CARGO- Off the beaten path, in the Pearl District- Cargo offers foreign goods you have been craving but did not realize: Those golden cats that wave at you in chinese resturaunts, English-language copies of Mao's little red book, Brass bells from Ghana, and everything in-between. It is magical. I will return every time I visit Portland.
MACHUS- This store! omg! Clothes that I want to wear! This shop is not to everyone's taste, but as a stylist, I crave simple black pieces that are a touch extreme. Does that make sense? I thought I was crazy until I visited Machus. I am craving a few of their chic tunics.
TANNER GOODS- No trip to Portland would be complete without a visit to this iconic maker. Tanner Goods, is a portland-based leather company specializing in quality pieces that will last for generations. Their shop is staffed by super-friendly fellows, and is filled with great finds.
STEVEN ALLEN- It is probably the most perfect shop in Portland. The perfect light balance, the perfect flow, the perfect selection of clothing and home-goods. Delightful.
POWELL'S BOOKS- This shop is every bit as magical as the rumors suggest. Although their selection of fashion magazines is a little lacking- they do have an entire section dedicated to T.E. Lawrence... so no complaints here.

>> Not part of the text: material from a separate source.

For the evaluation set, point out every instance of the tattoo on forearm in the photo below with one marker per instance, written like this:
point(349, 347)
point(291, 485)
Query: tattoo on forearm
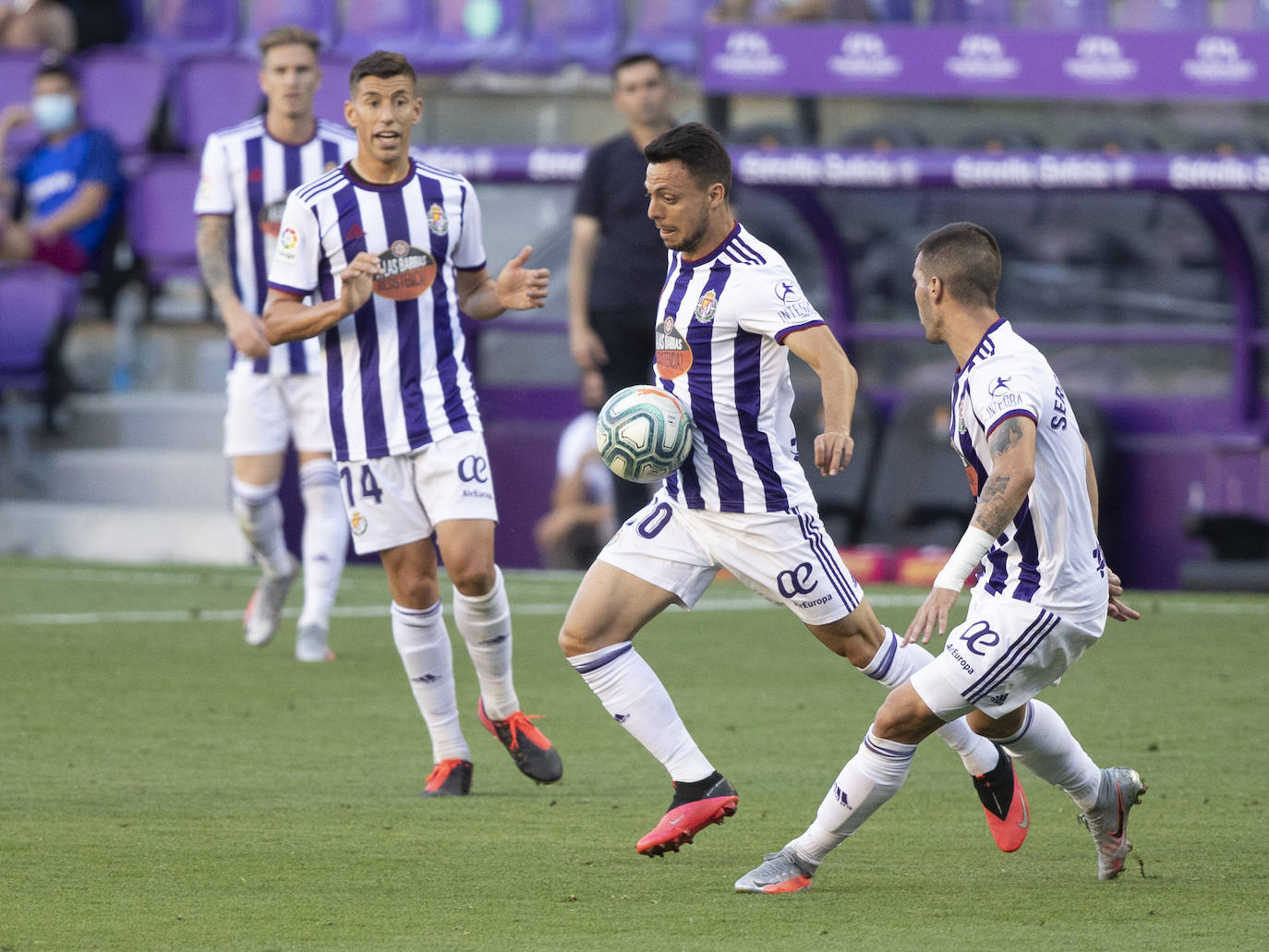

ANGEL'S REST- It is my little brother's favorite hiking place, so please don't bombard it. This spot is a peaceful climb- beautiful views of the columbia river, lush ferns, and not too challenging. The summit is its own little ecosystem, perfect for a picnic. or hideout.
HIPPO HARDWARE- You might think it odd to include a hardware store in a city guide... but then, I did not promise an ordinary guide. Hippo is a three-story labyrinth of vintage fixtures. And Magic. And the most hilarious / eccentric shopkeepers you have ever met.